Will had come to visit him at home after finding out about Bella and Scout's grand reunion. He said all the right things and waxed philosophical on the changing nature of love and growth and spun his tale of high school heartbreak into one of life-defining grandeur. It would have worked if not for that fact that Will was as happy for the Perfect Couple as Scout himself was. They were the embodiments of the Townie-Rawley divide that he was desperately trying to cross daily. Scout and Bella brought together the best of the worlds Will lived in and all the sympathetic words he threw at Sean could not change the fact that he thought Bella made the right choice. If he thought being dumped by the love of his young life stung, knowing his best friend supported the decision, however discreetly, made him burn in anger.

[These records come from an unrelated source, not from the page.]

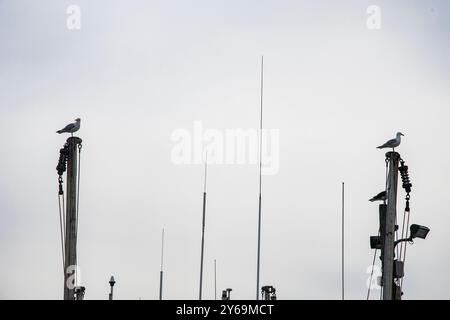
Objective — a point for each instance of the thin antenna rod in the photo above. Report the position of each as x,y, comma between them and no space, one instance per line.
342,267
260,165
161,272
203,230
215,280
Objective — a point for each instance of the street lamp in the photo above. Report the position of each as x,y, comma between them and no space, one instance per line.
112,282
415,231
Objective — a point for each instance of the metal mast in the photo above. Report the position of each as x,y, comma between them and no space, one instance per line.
260,165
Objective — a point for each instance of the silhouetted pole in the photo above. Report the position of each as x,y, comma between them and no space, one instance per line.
161,272
389,227
203,232
260,182
112,282
71,219
343,274
215,280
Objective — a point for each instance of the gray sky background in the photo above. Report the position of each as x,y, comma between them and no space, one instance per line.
138,70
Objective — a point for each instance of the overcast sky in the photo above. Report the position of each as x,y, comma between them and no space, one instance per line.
137,71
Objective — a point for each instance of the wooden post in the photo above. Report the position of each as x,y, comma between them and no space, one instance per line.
389,227
71,220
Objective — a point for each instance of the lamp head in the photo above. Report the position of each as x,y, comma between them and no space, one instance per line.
418,231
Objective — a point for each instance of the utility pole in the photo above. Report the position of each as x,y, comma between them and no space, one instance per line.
112,282
343,243
71,220
388,230
203,231
258,258
215,280
161,272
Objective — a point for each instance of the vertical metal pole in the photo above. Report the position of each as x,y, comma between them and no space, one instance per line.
215,280
71,221
389,234
203,246
260,182
342,270
203,232
112,282
161,272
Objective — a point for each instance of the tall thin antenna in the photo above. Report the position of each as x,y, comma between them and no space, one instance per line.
215,280
203,230
260,165
162,260
342,267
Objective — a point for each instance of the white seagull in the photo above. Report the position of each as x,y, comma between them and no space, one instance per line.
71,128
393,143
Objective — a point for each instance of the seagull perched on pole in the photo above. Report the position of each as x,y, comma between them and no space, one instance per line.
71,128
379,197
393,143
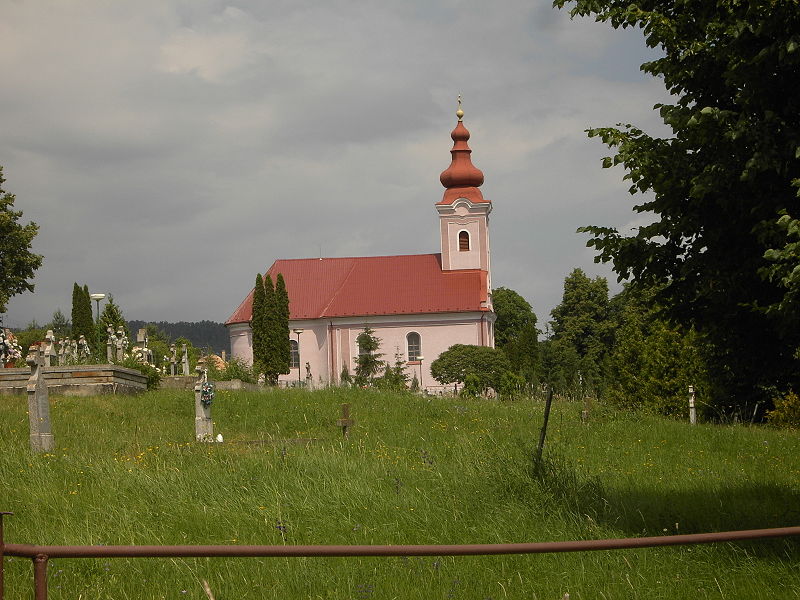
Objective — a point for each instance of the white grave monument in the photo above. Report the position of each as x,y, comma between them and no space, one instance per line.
38,404
203,396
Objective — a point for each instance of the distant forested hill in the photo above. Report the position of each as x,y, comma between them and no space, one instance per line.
203,334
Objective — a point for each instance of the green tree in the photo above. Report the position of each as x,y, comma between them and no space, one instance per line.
284,350
17,262
582,322
258,324
395,377
369,362
82,320
722,189
110,317
515,332
273,365
59,324
486,365
653,362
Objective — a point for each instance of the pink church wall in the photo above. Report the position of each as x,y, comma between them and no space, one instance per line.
328,345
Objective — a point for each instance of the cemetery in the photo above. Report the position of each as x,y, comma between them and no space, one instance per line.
297,467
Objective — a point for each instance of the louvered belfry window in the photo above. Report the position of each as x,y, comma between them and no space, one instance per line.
463,241
414,346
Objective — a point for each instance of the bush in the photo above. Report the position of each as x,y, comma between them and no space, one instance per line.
235,368
153,375
786,412
460,361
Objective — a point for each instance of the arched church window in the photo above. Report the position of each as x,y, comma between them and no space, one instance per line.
414,343
463,241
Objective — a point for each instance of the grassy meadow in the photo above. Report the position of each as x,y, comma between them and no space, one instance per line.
414,471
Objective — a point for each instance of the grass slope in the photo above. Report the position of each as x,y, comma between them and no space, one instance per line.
414,471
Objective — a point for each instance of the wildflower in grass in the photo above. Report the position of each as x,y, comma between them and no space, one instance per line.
281,526
364,591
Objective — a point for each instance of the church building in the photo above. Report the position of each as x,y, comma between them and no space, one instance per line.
418,305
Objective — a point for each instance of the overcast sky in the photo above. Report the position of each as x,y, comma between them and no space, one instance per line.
170,150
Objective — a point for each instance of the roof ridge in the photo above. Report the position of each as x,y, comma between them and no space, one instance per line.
356,257
333,296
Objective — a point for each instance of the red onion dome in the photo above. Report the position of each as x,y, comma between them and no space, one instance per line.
461,172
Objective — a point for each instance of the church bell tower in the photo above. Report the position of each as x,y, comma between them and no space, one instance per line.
463,211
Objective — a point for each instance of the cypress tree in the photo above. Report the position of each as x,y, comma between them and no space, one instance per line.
76,309
88,319
272,364
282,324
82,321
258,325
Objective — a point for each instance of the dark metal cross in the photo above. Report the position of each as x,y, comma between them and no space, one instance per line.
345,422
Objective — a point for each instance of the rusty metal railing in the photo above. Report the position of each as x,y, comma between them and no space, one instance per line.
41,554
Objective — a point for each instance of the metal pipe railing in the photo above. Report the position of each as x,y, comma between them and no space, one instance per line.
41,554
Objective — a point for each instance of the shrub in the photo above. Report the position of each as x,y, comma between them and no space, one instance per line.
153,375
786,412
460,360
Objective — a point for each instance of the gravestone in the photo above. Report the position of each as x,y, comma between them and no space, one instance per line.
83,349
121,344
345,422
62,351
5,349
185,361
141,343
38,404
309,377
110,344
203,396
172,359
49,349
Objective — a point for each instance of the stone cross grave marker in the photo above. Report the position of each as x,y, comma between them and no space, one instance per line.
203,396
38,404
172,359
83,349
63,344
185,361
110,344
345,422
49,349
121,343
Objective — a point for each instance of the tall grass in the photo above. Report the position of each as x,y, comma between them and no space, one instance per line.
414,471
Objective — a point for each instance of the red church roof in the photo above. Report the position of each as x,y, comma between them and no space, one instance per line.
373,285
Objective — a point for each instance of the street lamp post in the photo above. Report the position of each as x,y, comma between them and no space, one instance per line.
297,332
97,298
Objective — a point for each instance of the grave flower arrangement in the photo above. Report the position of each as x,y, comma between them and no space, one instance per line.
10,350
207,393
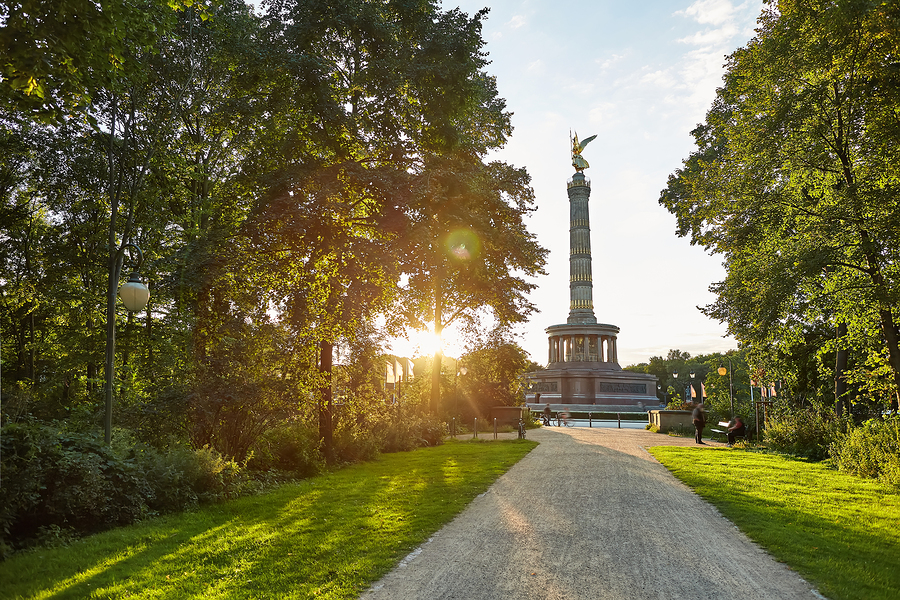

But the anger eventually turned to dejection, andSean ran his spoon through his sundae, ruining the tower of ice cream and fudge and creating a sludgy mess in his glass. He had wandered into the diner five minutes before closing and Will had put together the frozen treat despite having washed down all the equipment already. There were some advantages to being the heartbroken friend, apparently. But Will couldn't keep the place open for him, so he had locked up and Sean had been relegated to the front step with a pat on the shoulder and a promise that the sundae was on the house. What consideration. It was only once Sean lost sight of Will pedaling off towards the campus that he heard the distant rumbling of the motorcycle. He knew immediately who was going to appear any minute now and was upset at having his night ruined by a confrontation with one of Bella's friends. The free sundae couldn't make up for that.
***
Jake sped her bike across the gravel road toward town in the dark. Hamilton hated it when she took this path, and always urged her to take the safer, paved street that wound around the woods. But Jake was in no mood to play it safe and revelled in disobeying Hamilton in some way, even if he would never know. She reached New Rawley, and guided the bike toward Bella's gas station. Jake slowed down before even reaching it, stopping her bike in the street when she noticed all the lights were turned off. She wondered how late it was and how much trouble she would get in for being off campus at this time. Hamilton was probably frantic looking for her and the thought gave her such a violent reaction that she threw off her jacket in disgust and stretched her arms up in the air to dispel the oppressive feeling weighing down on her. She looked towards the diner and saw that it too was closed for the night. About to turn her bike back to school, she saw a slumped figure sitting on the front step, staring dejectedly into a half-eaten sundae. Sean. She planned to turn her bike around and avoid any sort of awkward conversation, so she was as surprised as anybody when she opened her mouth and called out to him.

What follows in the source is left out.